4,6-heptenoic acid compound as claimed in claim 2 and optically active form thereof is characterized in that, A represents-CHOR 1(R 1Represent the protecting group of hydrogen atom or hydroxyl), B represents-CHOR 2(R 2Represent hydrogen atom or hydroxyl protecting group), R 1And R 2Also can form ring jointly.
5,6-heptenoic acid compound as claimed in claim 2 and optically active form thereof, its feature also is:
L represents C 1-C 9Alkyl, alkylidene group, aralkyl, aryl, the phenoxy group of alkoxyl group or replacement, or be the borane base that can be replaced by halogen atom or the silyl of replacement.
6,6-heptynoic acid compound optically active form as claimed in claim 1 is characterized in that: R pR qR rN is
Figure 931178223_IMG4
(R aThe expression aryl, R bExpression C 1-C 3Alkyl).

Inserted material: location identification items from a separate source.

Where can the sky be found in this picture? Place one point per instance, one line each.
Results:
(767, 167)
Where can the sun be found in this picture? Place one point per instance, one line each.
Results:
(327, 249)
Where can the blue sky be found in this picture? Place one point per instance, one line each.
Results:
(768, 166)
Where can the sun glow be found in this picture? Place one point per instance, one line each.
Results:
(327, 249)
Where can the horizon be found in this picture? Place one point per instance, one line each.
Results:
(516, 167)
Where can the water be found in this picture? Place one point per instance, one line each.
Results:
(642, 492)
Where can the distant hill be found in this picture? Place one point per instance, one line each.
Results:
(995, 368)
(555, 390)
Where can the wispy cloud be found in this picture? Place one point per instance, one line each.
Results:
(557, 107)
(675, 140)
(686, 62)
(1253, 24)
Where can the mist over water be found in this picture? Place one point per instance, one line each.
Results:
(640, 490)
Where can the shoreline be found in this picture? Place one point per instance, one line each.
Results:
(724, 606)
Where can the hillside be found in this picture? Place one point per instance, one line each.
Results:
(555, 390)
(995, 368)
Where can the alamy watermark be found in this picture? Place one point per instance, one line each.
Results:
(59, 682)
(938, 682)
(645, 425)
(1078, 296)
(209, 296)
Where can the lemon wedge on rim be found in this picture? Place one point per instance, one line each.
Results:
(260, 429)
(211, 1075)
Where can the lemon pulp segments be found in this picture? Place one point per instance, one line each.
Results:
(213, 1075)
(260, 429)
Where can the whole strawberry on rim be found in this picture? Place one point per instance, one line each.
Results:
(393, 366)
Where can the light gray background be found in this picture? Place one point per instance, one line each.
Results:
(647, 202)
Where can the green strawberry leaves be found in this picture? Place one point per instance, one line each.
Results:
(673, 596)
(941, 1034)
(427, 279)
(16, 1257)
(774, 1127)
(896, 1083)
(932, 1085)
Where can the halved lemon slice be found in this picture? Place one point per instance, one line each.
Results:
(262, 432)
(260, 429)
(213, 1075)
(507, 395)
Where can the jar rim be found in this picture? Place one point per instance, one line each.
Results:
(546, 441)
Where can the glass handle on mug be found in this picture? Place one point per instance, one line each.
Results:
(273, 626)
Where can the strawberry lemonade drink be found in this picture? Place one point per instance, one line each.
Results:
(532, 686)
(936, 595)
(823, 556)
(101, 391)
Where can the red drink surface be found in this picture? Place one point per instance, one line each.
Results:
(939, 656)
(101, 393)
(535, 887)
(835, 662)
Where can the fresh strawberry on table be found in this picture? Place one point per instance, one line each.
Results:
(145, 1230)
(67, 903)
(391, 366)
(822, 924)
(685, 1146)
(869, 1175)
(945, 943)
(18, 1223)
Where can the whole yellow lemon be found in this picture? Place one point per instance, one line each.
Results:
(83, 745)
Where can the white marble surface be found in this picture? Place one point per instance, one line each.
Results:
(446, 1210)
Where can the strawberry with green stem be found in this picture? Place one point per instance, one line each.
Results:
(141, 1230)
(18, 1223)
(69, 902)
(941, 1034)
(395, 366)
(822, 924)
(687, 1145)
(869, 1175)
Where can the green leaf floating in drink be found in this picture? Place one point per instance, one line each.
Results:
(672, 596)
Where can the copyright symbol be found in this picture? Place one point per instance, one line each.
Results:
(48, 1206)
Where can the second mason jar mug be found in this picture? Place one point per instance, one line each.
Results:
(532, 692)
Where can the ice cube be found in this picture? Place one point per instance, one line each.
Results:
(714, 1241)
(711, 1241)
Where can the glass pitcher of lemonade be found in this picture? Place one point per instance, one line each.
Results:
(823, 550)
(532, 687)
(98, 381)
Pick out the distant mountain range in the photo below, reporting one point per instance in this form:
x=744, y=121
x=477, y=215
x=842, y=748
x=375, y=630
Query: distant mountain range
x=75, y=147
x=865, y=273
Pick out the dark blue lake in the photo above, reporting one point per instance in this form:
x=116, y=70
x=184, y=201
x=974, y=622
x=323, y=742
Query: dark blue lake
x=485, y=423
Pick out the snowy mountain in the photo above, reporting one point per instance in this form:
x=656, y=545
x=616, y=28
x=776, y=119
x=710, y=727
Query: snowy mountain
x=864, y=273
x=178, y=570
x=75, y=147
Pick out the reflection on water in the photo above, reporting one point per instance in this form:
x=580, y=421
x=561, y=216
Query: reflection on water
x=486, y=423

7,6-heptynoic acid compound optically active form as claimed in claim 6 is characterized in that R aFor
Figure 931178223_IMG5
(in the formula, R cThe expression hydrogen atom, C 1-C 4Alkyl or halogen atom).
8, a kind of manufacture method of the 6-heptenoic acid compound with formula (2) expression as claimed in claim 2 is characterized in that, to the 6-heptynoic acid compound methylolation of formula (1) expression of claim 1.
9, a kind of manufacture method of the 6-heptynoic acid compound with formula (4) expression,
Figure 931178223_IMG6
(in the formula, R 4Ditto described.Z represents
Figure 931178223_IMG7
(A represents-CO-or-CHOR 1(R 1Represent the protecting group of hydrogen atom or hydroxyl), B represents-CO-or-CHOR 2(R 2Represent the protecting group of hydrogen atom or hydroxyl again), R 1And R 2Also can form ring jointly;
R 3The expression hydrogen atom, C 1-C 8Alkyl, aralkyl, aryl or silyl)); It is characterized in that:
When having the transition-metal catalyst of palladium, nickel or platinic compound, make the 6-heptynoic acid compound of formula (1) expression and the compound condensation of following formula (3) expression,
(in the formula, R 4Expression has the Sp that directly links with X 2The carbocyclic ring fatty group of carbon atom, the aromatic ring carbon base, the heteroaromatic base, annelated heterocycles aromatic series base, chain or ring-type unsaturated aliphatic base, X is halogen atom or OR 5(OR 5Expression hydroxyl elimination of group)).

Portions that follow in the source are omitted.